NeoMaxiZoomDweebie Tue 26-Mar-13 09:31:02

MeSo....yes, it's good for DC to learn about all kinds of Faiths....my older DD is very interested in it all...she enjoys visiting different places of worship...we don't go to church and we've not Christened the DC....we like them to explore all kinds of religion and at the moment DD is looking at Buddhism....I would suggest that if the school are inviting ONE religious group in, then they need to widen the invite!

Step Tue 26-Mar-13 09:31:38

YABU. We live in a nominally Christian culture. You need to understand Christianity to understand our history, our mores, and our way of life.

meditrina Tue 26-Mar-13 09:32:38

Well, they are probably doing Holy Week because it's happening right now, and is the most important festival of the largest world religion.

It might be worth finding out how often this group comes in, and what other groups do. The picture may well be more diverse than described.

MeSoFunny Tue 26-Mar-13 09:34:08

Step I refer you to my previous comment.

hackmum Tue 26-Mar-13 09:34:24

It's very odd. There is a legal obligation to have collective worship, and there is a legal requirement to teach RE as part of the national curriculum. The RE curriculum covers many different faiths, however, not just Christianity. So what your DD's school is doing seems to be quite separate from that. I would certainly challenge it.

MeSoFunny Tue 26-Mar-13 09:34:50

Step explain what you mean by a 'nominally Christian culture' please.

MeSoFunny Tue 26-Mar-13 09:36:13

meditrina there are no visits from Hindu groups or Muslim groups or Jewish groups with the same regularity. That is the issue. They are presenting it as a truth by favouring it.

teacherwith2kids Tue 26-Mar-13 09:36:20

All state schools are required to hold collective worship 'of a largely Christian character', and all schools are required to teach RE (with Christianity being one of the main faiths studied).

You can opt your child out of collective worship, if you wish to. The RE syllabus in a non-Church school is pretty balanced, tbh, with several faiths included.

WilsonFrickett Tue 26-Mar-13 09:37:05

Just because the DD isn't mentioning other aspects of RE doesn't mean they're not happening though hack - 5yo's are hardly reliable narrators...

greencolorpack Tue 26-Mar-13 09:37:37

I would say God is everywhere so to take your rhetorical title literally, Yabu. What you mean is, why is religion in schools? Your child is wrong about bad people dying, everyone dies, good or bad. So she hasn't quite got the Christian message right.

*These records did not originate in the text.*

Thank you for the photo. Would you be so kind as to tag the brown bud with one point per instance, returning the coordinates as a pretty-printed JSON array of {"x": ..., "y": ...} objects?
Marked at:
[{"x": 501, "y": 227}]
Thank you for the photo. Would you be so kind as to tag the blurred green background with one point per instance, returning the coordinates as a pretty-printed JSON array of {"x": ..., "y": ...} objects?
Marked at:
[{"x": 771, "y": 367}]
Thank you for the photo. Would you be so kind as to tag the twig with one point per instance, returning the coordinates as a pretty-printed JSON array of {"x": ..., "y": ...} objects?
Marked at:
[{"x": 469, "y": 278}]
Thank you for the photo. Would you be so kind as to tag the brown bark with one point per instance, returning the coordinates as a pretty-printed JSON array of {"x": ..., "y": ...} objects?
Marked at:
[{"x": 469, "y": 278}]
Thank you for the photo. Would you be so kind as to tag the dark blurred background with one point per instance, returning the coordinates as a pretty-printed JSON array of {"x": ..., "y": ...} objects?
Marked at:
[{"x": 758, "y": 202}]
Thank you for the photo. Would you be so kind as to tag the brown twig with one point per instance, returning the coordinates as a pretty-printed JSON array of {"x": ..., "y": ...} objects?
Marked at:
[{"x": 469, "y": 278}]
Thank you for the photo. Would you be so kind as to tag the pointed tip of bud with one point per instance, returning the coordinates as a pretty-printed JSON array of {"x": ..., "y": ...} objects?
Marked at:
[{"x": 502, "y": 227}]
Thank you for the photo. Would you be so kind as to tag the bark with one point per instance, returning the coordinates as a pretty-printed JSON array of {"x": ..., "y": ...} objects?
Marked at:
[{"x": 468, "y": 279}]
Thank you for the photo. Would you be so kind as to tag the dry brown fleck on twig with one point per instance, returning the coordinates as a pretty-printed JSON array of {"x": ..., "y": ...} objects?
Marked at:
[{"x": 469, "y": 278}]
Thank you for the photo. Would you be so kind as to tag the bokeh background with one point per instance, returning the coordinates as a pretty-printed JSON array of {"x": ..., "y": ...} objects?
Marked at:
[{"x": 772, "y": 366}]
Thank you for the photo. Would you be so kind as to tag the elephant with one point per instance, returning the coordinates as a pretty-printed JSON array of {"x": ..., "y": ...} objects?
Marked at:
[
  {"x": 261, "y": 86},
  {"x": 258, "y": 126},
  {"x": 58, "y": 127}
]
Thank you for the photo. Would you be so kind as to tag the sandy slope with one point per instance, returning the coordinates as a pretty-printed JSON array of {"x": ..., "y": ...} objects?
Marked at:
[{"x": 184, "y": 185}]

What are you afraid of? You are raising her Humanist. Perhaps she will choose Christianity when she is older, would that be a bad thing? What is wrong with understanding the Christian message? Isn't it better than thinking Easter is all about fluffy bunnies and chocolate eggs? I would rather that children understand religious festivals rather than inanity about fluffy bunnies and eggs.